Sunday, January 18, 2015

Think Big


For more than 40 years, Stanford psychologist Carol S. Dweck has studied the science of how our self-conceptions influence our actions. Her work offers great insight into why thinking big is such a big deal.

Dweck’s work with children revealed two mindsets in action – a “growth” mindset that generally thinks big and seeks growth and a “fixed” mindset that places artificial limits and avoids failure. Growth-minded students, as she calls them, employ better learning strategies, experience less helplessness, exhibit more positive effort, and achieve more in the classroom than their fix-minded peers. They are less likely to place limits on their lives and more likely to reach for their potential. Dweck points out that mindsets can and do change. Like any other habit, you set your mind to it until the right mindset becomes routine.

When Scott Forstall started recruiting talent to his newly formed team, he warned that the top-secret project would provide ample opportunities to “make mistakes and struggle, but eventually we may do something that we’ll remember the rest of our lives.” He gave this curious pitch to superstars across the company, but only took those who immediately jumped at the challenge. He was looking for “growth-minded” people, as he later shared with Dweck after reading her book.
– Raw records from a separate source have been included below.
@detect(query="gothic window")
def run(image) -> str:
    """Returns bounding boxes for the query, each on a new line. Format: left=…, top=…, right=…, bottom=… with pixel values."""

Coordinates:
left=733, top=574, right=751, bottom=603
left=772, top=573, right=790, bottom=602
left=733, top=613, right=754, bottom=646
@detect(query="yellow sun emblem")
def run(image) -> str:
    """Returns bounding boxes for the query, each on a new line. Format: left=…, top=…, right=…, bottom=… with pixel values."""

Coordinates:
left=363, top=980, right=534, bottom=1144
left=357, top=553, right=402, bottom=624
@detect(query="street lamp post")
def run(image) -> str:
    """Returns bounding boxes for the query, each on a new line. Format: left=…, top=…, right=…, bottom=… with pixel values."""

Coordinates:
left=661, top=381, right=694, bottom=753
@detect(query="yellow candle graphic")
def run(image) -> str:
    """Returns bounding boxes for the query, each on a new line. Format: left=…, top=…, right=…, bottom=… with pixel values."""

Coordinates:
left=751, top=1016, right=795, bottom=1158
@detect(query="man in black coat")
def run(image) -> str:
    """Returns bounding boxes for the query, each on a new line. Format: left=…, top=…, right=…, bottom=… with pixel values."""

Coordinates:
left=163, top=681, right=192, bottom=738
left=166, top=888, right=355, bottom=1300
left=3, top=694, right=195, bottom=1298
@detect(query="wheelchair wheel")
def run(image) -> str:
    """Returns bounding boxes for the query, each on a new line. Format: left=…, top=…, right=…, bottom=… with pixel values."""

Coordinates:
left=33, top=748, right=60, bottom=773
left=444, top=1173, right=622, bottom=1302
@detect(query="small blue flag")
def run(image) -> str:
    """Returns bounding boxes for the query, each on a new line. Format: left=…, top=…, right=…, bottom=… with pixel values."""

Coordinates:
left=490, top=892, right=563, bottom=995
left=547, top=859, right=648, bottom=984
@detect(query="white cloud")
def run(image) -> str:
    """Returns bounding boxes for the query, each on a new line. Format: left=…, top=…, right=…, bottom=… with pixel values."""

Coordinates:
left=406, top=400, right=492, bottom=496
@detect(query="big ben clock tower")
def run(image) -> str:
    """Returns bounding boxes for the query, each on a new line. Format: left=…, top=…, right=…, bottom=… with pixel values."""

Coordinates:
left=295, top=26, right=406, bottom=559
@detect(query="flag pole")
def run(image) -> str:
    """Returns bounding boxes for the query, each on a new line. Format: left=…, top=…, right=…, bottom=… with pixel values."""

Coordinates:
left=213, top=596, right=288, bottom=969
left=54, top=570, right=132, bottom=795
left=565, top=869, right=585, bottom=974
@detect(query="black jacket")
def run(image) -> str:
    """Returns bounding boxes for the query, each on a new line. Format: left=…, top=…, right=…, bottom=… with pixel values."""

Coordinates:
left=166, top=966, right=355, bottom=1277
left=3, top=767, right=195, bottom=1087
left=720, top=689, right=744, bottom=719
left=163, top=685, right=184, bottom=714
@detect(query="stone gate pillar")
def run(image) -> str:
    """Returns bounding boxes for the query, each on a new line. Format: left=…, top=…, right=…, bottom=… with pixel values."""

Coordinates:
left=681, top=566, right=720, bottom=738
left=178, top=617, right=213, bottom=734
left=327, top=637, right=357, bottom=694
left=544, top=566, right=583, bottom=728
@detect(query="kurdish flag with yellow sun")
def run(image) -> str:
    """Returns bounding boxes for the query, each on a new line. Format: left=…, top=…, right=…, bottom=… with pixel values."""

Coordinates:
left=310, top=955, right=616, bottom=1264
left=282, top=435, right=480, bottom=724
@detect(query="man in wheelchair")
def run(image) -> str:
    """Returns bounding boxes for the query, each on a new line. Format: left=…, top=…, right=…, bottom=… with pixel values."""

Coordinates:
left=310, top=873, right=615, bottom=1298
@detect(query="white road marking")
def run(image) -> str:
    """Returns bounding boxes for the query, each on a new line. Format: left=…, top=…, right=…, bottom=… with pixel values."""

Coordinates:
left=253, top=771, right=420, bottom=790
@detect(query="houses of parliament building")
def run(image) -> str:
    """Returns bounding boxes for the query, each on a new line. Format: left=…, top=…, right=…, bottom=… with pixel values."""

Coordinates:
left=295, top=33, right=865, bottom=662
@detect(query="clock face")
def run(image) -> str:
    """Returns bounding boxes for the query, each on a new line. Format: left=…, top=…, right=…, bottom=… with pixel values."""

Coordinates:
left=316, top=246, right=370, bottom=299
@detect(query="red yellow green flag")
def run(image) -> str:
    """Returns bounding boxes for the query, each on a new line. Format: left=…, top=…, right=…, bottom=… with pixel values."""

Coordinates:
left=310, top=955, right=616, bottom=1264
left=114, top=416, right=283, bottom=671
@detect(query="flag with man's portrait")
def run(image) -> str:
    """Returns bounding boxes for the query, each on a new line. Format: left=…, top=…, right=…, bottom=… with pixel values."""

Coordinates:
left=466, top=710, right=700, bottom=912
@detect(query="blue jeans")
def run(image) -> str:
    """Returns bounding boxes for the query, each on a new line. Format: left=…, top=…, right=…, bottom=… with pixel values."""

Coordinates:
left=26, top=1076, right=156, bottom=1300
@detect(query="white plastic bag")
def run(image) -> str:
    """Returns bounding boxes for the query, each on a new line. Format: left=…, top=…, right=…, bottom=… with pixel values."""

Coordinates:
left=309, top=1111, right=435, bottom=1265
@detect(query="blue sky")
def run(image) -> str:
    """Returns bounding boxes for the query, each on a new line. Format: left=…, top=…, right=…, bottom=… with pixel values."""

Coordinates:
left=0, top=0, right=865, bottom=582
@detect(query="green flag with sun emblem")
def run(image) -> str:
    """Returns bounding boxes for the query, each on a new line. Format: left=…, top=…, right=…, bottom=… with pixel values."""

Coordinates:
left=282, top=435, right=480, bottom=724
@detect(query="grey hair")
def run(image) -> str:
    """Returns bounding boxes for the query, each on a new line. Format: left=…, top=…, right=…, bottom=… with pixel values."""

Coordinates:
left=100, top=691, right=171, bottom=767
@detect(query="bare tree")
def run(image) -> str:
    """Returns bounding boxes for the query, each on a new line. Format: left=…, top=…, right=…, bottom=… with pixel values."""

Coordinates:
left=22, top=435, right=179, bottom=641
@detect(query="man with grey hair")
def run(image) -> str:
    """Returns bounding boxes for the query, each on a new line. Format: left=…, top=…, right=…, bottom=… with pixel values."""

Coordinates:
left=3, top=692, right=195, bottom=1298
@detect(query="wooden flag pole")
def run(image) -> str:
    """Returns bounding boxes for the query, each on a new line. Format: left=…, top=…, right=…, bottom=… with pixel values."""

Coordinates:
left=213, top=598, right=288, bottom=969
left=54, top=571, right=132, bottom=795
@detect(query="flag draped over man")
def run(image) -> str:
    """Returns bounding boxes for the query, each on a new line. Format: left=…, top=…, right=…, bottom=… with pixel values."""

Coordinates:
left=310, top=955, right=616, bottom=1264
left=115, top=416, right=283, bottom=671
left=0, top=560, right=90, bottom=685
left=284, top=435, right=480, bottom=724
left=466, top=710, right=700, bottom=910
Why is this significant? While you’ve probably never heard of Forstall, you’ve certainly heard of what his team created. Forstall was a senior vice president at Apple, and the team he formed created the iPhone.

-         Taken from The ONE Thing: The Surprisingly Simple Truth Behind Extraordinary Results by Garry Keller with Jay Papasan (Bard Press, 2012), page 91-92.

In the same way, growth-minded people are highly creative people.
Change your mindset, think big, think growth, think creatively.